Intervention de Ugo Bernalicis

Séance en hémicycle du mardi 8 décembre 2020 à 15h00
Parquet européen et justice pénale spécialisée — Motion de rejet préalable

Photo issue du site de l'Assemblée nationale ou de WikipediaUgo Bernalicis :

Certains ont dit que le parquet européen serait en fait un objet juridique non identifié, parce qu'on vient créer un chapitre particulier dans notre droit, parce que notre construction judiciaire actuelle ne correspond pas aux attendus de ce futur parquet européen. On va donner spécifiquement au procureur délégué à la fois les pouvoirs de procureur de la République et de juge d'instruction, et il pourra passer d'un cadre d'enquête à l'autre lorsqu'il le décidera, au vu de l'analyse qu'il fait du dossier.

On nous dit que c'est un modèle d'indépendance. Je retiens tout de même que, cette fois, vous ne trouvez pas étrange qu'on supprime les remontées d'informations et le fait qu'il n'y ait pas de soumission à un procureur général et à une politique pénale. J'insiste sur ce point, sur lequel je reviendrai lorsque nous aborderons la nécessaire réforme du parquet.

Quelle position administrative auront les procureurs européens délégués ? Ils seront en position de détachement. Ce n'est pas une nouveauté : il existe des précédents. Il y a déjà à l'heure actuelle, dans notre droit, des magistrats qui sont en détachement dans des juridictions. Je pense notamment – j'imagine que vous me voyez venir – à Monaco. Qu'est-il arrivé au magistrat qui y était en détachement ? On l'a remercié, parce qu'il n'y a pas d'inamovibilité pour le magistrat en détachement comme il peut y en avoir pour le juge d'instruction ou le magistrat du siège dans notre droit français. Ce texte ne prévoit donc pas de garanties statutaires d'indépendance. Il y a des garanties d'indépendance, mais elles ne sont pas d'ordre statutaire.

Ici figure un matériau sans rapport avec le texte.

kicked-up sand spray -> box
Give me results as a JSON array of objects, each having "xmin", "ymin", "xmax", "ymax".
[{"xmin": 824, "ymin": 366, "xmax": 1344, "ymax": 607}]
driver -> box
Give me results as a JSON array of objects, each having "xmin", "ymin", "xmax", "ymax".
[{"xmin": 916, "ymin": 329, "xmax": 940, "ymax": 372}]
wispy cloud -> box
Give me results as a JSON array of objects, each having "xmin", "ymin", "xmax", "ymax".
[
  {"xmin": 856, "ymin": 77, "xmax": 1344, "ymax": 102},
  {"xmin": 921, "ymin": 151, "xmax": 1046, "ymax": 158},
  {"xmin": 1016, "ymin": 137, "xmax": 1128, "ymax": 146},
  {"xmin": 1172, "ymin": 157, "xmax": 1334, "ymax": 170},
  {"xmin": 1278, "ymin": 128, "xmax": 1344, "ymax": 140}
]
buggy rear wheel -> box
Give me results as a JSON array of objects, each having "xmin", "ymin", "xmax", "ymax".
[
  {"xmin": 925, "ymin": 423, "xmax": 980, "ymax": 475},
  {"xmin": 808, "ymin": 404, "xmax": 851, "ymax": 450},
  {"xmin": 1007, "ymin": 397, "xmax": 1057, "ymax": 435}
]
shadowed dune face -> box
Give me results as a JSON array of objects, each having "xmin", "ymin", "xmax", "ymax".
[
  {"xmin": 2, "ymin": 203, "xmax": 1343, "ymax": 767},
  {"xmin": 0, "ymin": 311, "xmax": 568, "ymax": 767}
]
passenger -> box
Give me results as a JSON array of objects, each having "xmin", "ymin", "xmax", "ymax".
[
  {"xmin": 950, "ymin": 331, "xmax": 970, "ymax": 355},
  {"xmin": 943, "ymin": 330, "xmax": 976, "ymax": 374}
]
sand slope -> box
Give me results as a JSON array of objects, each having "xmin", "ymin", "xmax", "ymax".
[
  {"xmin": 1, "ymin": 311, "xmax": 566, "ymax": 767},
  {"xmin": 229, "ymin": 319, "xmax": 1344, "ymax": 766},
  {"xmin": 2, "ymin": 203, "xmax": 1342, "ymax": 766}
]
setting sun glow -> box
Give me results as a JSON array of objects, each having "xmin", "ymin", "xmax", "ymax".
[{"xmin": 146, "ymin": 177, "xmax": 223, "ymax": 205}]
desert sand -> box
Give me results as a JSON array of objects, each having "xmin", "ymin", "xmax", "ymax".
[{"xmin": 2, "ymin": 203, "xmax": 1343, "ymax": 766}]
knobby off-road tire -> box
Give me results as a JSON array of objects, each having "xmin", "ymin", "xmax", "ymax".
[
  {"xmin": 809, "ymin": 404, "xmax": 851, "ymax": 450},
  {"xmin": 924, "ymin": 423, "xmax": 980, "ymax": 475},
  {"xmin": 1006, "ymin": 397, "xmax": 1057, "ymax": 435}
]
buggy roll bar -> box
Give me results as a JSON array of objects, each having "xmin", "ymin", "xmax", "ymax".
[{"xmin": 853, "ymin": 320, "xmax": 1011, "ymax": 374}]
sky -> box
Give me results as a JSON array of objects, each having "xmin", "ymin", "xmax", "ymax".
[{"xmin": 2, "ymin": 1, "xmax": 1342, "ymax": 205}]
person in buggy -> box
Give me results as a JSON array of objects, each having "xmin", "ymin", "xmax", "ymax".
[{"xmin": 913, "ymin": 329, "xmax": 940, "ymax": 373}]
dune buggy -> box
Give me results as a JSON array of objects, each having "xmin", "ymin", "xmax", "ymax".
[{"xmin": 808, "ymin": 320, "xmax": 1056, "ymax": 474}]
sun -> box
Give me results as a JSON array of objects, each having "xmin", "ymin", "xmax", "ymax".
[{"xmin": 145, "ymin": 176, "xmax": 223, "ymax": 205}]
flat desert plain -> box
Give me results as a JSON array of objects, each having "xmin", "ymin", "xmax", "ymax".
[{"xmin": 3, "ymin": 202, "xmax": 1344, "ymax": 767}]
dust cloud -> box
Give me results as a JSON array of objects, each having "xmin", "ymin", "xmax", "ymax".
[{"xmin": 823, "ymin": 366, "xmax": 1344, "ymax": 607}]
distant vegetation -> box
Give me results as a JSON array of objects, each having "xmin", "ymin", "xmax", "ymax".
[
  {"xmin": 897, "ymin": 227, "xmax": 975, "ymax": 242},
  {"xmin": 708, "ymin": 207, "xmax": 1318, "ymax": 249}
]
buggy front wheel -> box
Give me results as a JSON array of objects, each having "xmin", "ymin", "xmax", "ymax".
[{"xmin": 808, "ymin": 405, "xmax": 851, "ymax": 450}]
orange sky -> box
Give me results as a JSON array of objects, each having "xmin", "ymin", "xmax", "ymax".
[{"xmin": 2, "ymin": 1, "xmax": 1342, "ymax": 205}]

J'ai compris que le Parquet européen ne nous prendrait pas beaucoup d'effectifs puisqu'il n'y aura, au début, que quatre procureurs délégués. Il n'empêche que ces quatre postes vont nous manquer pour ce que nous avons besoin de faire dans notre pays. D'ailleurs, qui n'était pas déjà poursuivi et le sera demain par les procureurs délégués européens ? Cette question apporte peut-être des réponses particulières dans d'autres pays européens qui vont adhérer au dispositif, mais s'agissant de la France, l'étude d'impact montre que ce sont des enquêtes déjà confiées à des juridictions qui seront données à un procureur délégué européen. Je rappelle que la conduite de l'enquête et la politique pénale seront du ressort du bureau central des vingt-deux procureurs.

C'est dans ce même texte qu'on vient créer nos histoires de conventions judiciaires d'intérêt public – CJIP– en matière environnementale. Je réaffirme ici notre opposition aux conventions judiciaires d'intérêt public en toutes matières, y compris fiscale. On nous donne comme argument massue, imparable et inévitable, les rentrées d'argent qu'ont permis ces conventions. Je donnerai juste un exemple d'une saisine qui n'a pas été homologuée et dans lequel on est allé au jugement : la procédure concernant UBS. La condamnation en première instance a été de 3,7 milliards, là où le montant de la CJIP n'était même pas de 2 milliards. Dire que la saisine rapporte davantage que le jugement n'est donc pas vrai. Le seul argument que je veux bien entendre est celui de la célérité. Mais s'il est sûr que c'est plus rapide, il n'y a pas de reconnaissance de culpabilité. Ceux qui sont un peu de mauvaise foi diront que comme la justice classique est trop longue, il faut faire des CJIP. D'autres diront que dès lors que les affaires dépassent les frontières, la CJIP, cette méthode transactionnelle, nous permet de nous synchroniser avec les pays anglo-saxons, qui ont ces méthodes traditionnelles. C'est ce qu'on a fait avec Airbus : on s'est partagé le gâteau de l'amende à trois, dans une convention judiciaire d'intérêt public cosignée en même temps dans les trois pays. Je ne dis pas que je suis pour ou contre à ce stade de l'argumentation, mais cela pose des questions de souveraineté.